Naomi menepuk pundak Mona, niatnya ingin meminta izin agar diperbolehkan untuk pulang dari awal tapi pekikan seseorang yang berlari ke arah mereka membuat Naomi mengurungkan niatnya.

"Astag Nelly! kenapa kau lari-lari. Ingat kita bukan anak remaja lagi, sudah ada buntutnya."

Wanita bernama Nelly itu tidak menggubrisnya. Nafasnya tersengkal-sengkal, naik turun tidak stabil. Menunjukan jika wanita itu baru saja berlari kencang ke sini.

"Persetan dengan itu. Aku punya berita lebih menakjubkan!" serunya antusias.

Nelly menghela nafas panjangnya. Tersenyum kecil sebagai isyarat untuk ia akan bercerita.

Naomi ikut merapat karena Mona menariknya paksa.

"Kalian dengar, pasangan favorite kita datang bersamaan!!" teriak Nelly, nyaris terdengar dalam jarak beberapa meter.

"Benarkan?"

"Yah ... Aku melihatnya dengan mata kepalaku sendiri. Airin datang bersama Alfian Adams, oh astaga mimpi apa aku tadi malam sampai melihat pasangan abadi itu lagi."

Degh ....

Di saat orang-orang berteriak antusias. Berbeda dengan Naomi yang menegang seketika.
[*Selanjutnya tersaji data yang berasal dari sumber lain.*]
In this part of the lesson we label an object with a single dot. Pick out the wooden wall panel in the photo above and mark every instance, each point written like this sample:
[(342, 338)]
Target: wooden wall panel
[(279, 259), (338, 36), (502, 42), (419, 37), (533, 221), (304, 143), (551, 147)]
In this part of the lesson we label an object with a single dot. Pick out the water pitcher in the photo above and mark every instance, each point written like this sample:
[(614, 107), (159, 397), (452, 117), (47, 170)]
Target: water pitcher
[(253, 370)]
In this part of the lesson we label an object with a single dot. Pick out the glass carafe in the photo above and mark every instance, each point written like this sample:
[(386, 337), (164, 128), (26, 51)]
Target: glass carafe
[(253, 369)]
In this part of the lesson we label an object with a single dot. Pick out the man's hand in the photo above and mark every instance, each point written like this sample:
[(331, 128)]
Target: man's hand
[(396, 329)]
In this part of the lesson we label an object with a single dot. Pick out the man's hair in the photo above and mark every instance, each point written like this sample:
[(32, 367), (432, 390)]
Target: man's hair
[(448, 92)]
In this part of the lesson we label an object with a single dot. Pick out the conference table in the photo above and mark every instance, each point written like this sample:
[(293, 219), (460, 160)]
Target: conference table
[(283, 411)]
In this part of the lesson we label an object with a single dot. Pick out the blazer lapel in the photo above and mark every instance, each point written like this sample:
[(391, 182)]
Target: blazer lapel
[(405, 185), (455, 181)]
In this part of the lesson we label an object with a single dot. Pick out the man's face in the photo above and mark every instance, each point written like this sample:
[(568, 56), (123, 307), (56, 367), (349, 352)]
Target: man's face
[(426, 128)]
Apa dia tidak salah dengar? Mereka membicarakan tentang Airin dan Alfian? Suaminya.

Tapi bagaimana mungkin. Bahkan Alfian berkata padanya tidak akan mendatangi pesta reuni. Naomi bahkan sudah menghubungi suaminya itu tapi ponselnya tidak aktif sama sekali.

Naomi mengerutkan alisnya. Perasaannya mulai tidak enak. Apa suaminya itu membohonginya? Atau ada alasan lain di baliknya.

"Mereka pasangan terbaik."

"Satu-satunya pasangan yang bertahan menjalin hubungan hingga detik ini. Well, mereka cocok."

Degh ....

'Apa maksudnya sampai detik ini? Jangan bilang mereka masih berhubungan.'

Naomi mengeling dengan cepat. Hampir menanyakan perihal gosip itu lebih rinci lagi, tapi suara teriakan orang-orang membuatnya menoleh, dan seketika dadanya terasa sakit dengan tusukan pisau saat melihat Alfian bergandengan tangan dengan Airin.

Bersambung ....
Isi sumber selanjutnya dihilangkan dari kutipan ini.